Somehow one of the snails has developed an aversion to food. This is infuriating. I just want snail eggs.
— Liza Shulyayeva (@Lazer) October 11, 2014
Then I created scent signatures for other snails and items. Right now this basically just shows an object’s highest macro or fertility rate. This is placeholder, but now snails can “smell” other fertile objects nearby. In the future they’ll also be able to get hungry for certain macros and favor food items which smell more like the thing they’re hungry for.
I also made a sex drive and food drive, so a snail might try to bite an object instead of mating with it if it smells like carbs and its food drive is higher than its sex drive. This can also be used for the snail’s decision about which object it wants to approach (so, we can use this to apply higher weights to certain inputs).

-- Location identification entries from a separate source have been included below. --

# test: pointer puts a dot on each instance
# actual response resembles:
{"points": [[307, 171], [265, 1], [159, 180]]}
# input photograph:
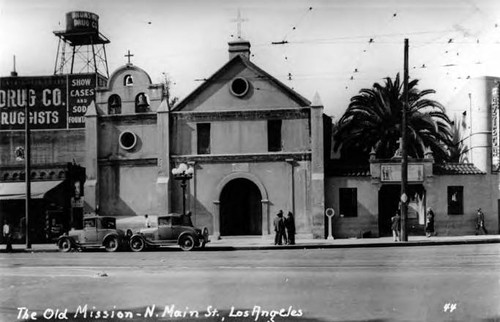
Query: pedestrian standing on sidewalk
{"points": [[429, 223], [7, 236], [396, 220], [290, 228], [480, 227], [279, 229]]}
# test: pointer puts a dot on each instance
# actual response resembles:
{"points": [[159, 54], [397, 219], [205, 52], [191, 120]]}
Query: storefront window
{"points": [[348, 202]]}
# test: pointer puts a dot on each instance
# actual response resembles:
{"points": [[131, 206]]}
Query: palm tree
{"points": [[373, 121], [457, 149]]}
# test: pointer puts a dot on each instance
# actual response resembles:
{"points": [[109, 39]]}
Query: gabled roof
{"points": [[456, 169], [245, 61]]}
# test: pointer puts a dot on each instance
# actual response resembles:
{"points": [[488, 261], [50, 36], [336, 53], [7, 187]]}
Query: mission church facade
{"points": [[257, 147]]}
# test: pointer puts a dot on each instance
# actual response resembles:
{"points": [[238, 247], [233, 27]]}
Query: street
{"points": [[432, 283]]}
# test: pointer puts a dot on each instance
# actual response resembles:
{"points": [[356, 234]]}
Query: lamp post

Then I realized there was no good way to test this efficiently without making it easy to move snails around within the jar (without having to go and change positions in the db each time). This way I could place snails next to the objects I wanted them to interact with or detect easier.
Couldn’t test snail behaviour properly/efficiently without being able to easily move snails around, so made a snail drag/drop feature in jar
— Liza Shulyayeva (@Lazer) October 14, 2014
And then…then…well, this happened:
It’s..it’s…happening! pic.twitter.com/FbonFeeRmk
— Liza Shulyayeva (@Lazer) October 14, 2014
Oh crap they won’t stop breeding
— Liza Shulyayeva (@Lazer) October 14, 2014
(Obviously I need to have them get tired and/or have their sex drive go down after they mate)
What have I done?! They won’t stop! pic.twitter.com/Z7eBK68lvY
— Liza Shulyayeva (@Lazer) October 14, 2014
I guess the good news is I can now drag one away from the other so they can’t reach.
— Liza Shulyayeva (@Lazer) October 14, 2014
Got back from eating cheese to see they found each other and are back at it. They can’t be in the same jar pic.twitter.com/IWujhc5eEu
— Liza Shulyayeva (@Lazer) October 14, 2014
Oh god all the eggs. pic.twitter.com/jVHrk2CNdS
— Liza Shulyayeva (@Lazer) October 14, 2014
The eggs don’t hatch until tomorrow…and I’m both curious and terrified of what will happen then, because I do not yet have a minimum maturity rate for snail breeding.